We always say this: small and medium-sized business is, should be the true foundation of our country's economic development.

On Monday, the deadline for  the owners had to remove the buildings arrived, and Sobyanin struck. Heavy construction machinery rolled up, accompanied by riot police. Heartbreaking scenes ensued. In some cases, shopkeepers weren't allowed to get their goods and equipment out of the stores before excavators started crushing them. Shopkeepers tried to barricade themselves in, and some posted pictures of Putin in shop windows in the hopes that they would ward off the demolition crews. Nothing helped. Eyewitnessesdescribed devastation, plunder and despair. Shopkeepers called on passers-by to support them, but they found little sympathy.

"Moscow, 4 a.m. The authorities launch a small business support program," pro-business activist Alyona Popova commented sarcastically on Facebook. "Soccer fans or any other hooligans have never staged such a pogrom on Moscow streets as the mayor's office has staged," the blogger Arseny Bobrovsky wrote.

Sobyanin's take was understandably different. In a post on the social network Vkontakte, he wrote that the retail buildings built in the 1990s, "clearly with bureaucrats' aid," were "dangerous to Muscovites" and that the city would let their owners build shops elsewhere. He made no mention of compensating them for the lost property.

The Moscow city government's resolution from December allows the owners of razed shops to seek compensation directly from the city on condition that all ownership rights are waived. It's more likely, though, that the shopkeepers will seek redress in the courts: The resolution, which allows the city to strip people of their property without a court order, has few supporters among Moscow lawyers. Delovaya Rossiya estimates that Moscow could face claims of 22 billion rubles ($275 million). The city also stands to lose 2 billion rubles a year in taxes from the shops and cafes that operated in the destroyed buildings.

The Russian Orthodox Church would like to have chapels built where the shops stood, but that's probably not going to happen. Shopkeepers expect the Moscow city government to sanction the construction of new retail space there so that new officials, too, get their chance to make some spare cash. "Are there any guarantees that something new won't get built there?" asked the anti-corruption activist Alexei Navalny, who came in second in the 2013 mayoral election. "It'll be like the kiosks in underground crossings: First officials said they presented a terrorist threat and tore them down, but now other people are building ones exactly like those old ones."

That won't necessarily happen, either. The Moscow government can do without the taxes it gets from small business because most of Russia's large companies are based in the capital, and most of the country's  wealthiest people pay their personal taxes there. It can afford to sacrifice thousands of jobs and millions of dollars simply to show Muscovites who their boss is should economic hardship give them any funny ideas. A lot of what's going on in Russia today makes no economic sense and serves no economic purpose: It's just a show of force by Putin's "power vertical."

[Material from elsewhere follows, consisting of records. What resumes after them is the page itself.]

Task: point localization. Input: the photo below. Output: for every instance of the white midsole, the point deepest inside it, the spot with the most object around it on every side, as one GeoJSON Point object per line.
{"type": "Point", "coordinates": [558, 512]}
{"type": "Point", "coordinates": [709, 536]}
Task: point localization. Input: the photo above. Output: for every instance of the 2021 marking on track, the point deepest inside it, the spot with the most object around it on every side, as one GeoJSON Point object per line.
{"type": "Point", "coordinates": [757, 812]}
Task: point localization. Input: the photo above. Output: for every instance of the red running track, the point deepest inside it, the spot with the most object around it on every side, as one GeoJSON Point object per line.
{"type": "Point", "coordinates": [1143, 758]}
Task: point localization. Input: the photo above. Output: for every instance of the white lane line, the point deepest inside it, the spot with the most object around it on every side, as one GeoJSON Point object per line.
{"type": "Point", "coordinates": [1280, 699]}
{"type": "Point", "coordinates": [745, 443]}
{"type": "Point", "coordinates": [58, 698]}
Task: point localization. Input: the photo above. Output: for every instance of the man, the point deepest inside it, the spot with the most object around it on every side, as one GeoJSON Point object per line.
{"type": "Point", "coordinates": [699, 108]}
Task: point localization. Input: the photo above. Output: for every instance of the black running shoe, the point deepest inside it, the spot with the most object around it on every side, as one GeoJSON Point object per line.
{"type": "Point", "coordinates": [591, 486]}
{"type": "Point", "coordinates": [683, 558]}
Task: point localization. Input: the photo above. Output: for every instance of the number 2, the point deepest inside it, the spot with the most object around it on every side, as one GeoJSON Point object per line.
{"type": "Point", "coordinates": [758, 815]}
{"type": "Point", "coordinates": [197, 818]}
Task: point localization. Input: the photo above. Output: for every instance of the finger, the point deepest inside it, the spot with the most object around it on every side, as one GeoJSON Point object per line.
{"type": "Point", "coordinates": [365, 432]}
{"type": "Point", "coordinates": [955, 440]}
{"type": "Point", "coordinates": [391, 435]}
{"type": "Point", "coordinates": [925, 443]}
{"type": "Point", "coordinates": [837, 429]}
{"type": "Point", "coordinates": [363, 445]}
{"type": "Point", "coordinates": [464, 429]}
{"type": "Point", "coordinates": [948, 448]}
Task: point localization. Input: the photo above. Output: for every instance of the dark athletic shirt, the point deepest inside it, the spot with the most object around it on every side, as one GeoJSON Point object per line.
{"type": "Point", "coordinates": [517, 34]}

No business in Russia, big or small, is immune from expropriation: One day an owner may find that new bureaucrats are not responsible for the actions of their predecessors or that the political agenda has changed. The state remains the only true owner of assets, as it was in Soviet times. It may allow these assets to be milked for private profit, but it keeps a tight grip of them -- and by extension on the people who manage them. That's eminent domain in its purest form.